SSH — The One You’ll Live In

ssh user@host                            # interactive
ssh -p 2222 user@host                    # custom port
ssh -i ~/.ssh/key user@host              # explicit key
ssh -L 8080:localhost:80 user@host       # local port-forward
ssh -R 9000:localhost:22 user@host       # remote port-forward (reverse tunnel)
ssh -D 1080 user@host                    # SOCKS proxy
ssh -J jumphost user@target              # jump-host (ProxyJump)
ssh-keygen -t ed25519                    # generate ed25519 keypair
ssh-copy-id user@host                    # install your pubkey on remote

Set up ~/.ssh/config for hosts you connect to often:

Host prod-edge
    HostName 198.51.100.5
    User alice
    Port 2222
    IdentityFile ~/.ssh/prod-key
    ServerAliveInterval 60

Now ssh prod-edge uses all those settings.
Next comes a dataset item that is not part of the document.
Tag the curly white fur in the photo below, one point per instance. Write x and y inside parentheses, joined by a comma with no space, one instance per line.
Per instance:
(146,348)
File Transfer — scp, rsync

scp file.txt user@host:/path/            # one file
scp -r dir/ user@host:/path/             # directory
scp -P 2222 file user@host:/             # custom port (capital P, unlike ssh)
rsync -avP src/ user@host:dst/           # rsync over ssh, archive + progress
rsync -avzP src/ user@host:dst/          # add compression
rsync -avP --delete src/ user@host:dst/  # delete files in dst not in src
rsync -avPn src/ user@host:dst/          # dry-run first

Trailing slash on rsync source matters. src/ means “contents of src,” src means “the src directory itself.” Always test with -n dry-run before destructive sync.

HTTP — curl and wget

curl https://example.com                 # GET
curl -I https://example.com              # headers only
curl -L https://example.com              # follow redirects
curl -o out.html https://example.com     # save to file
curl -O https://example.com/file.zip     # save with original filename
curl -X POST -d '{"k":"v"}' -H "Content-Type: application/json" api.com/x
curl -u user:pass https://api.com        # basic auth
curl -k https://self-signed              # ignore cert errors
curl -v https://example.com              # verbose: see request & response

wget https://example.com/file.zip        # download
wget -c URL                              # continue partial download
wget -m URL                              # mirror

curl for API work and quick checks; wget for resumable downloads and full-site mirrors.

Packet Capture — tcpdump

tcpdump -i eth0                          # capture on eth0
tcpdump -i any port 80                   # any interface, port 80
tcpdump -i eth0 -n -c 100                # numeric (no DNS), 100 packets
tcpdump -i eth0 host 10.0.0.5            # to/from one host
tcpdump -w capture.pcap -i eth0          # save to file (analyze in Wireshark)
tcpdump -r capture.pcap                  # read back

Common Pitfalls

  • Using deprecated tools. ifconfig shows wrong info on multi-IP interfaces. Use ip a.
  • DNS issues looking like network issues. ping 8.8.8.8 works but ping google.com fails = DNS, not network.
  • scp uses -P, ssh uses -p. Capitals differ. Endless source of typos.
  • rsync trailing slash. Always test with -n first, especially with --delete.
  • Firewall hiding the problem. If a service is bound to 0.0.0.0:443 (visible in ss -tlnp) but unreachable, check iptables -L or firewall-cmd --list-all.
  • MTU mismatches over VPN/tunnels. Ping with -M do -s 1472 tests the path MTU. If it fails at standard size, fragmentation is broken upstream.

Conclusion

Five habits:

  1. ip a, ip r, ss -tunlp are your three orientation commands.
  2. ssh ~/.ssh/config — never type host details twice.
  3. mtr instead of single ping when investigating flaky networks.
  4. rsync -avPn dry-run before any destructive sync.
  5. curl -v when an HTTPS request misbehaves — the headers tell the story.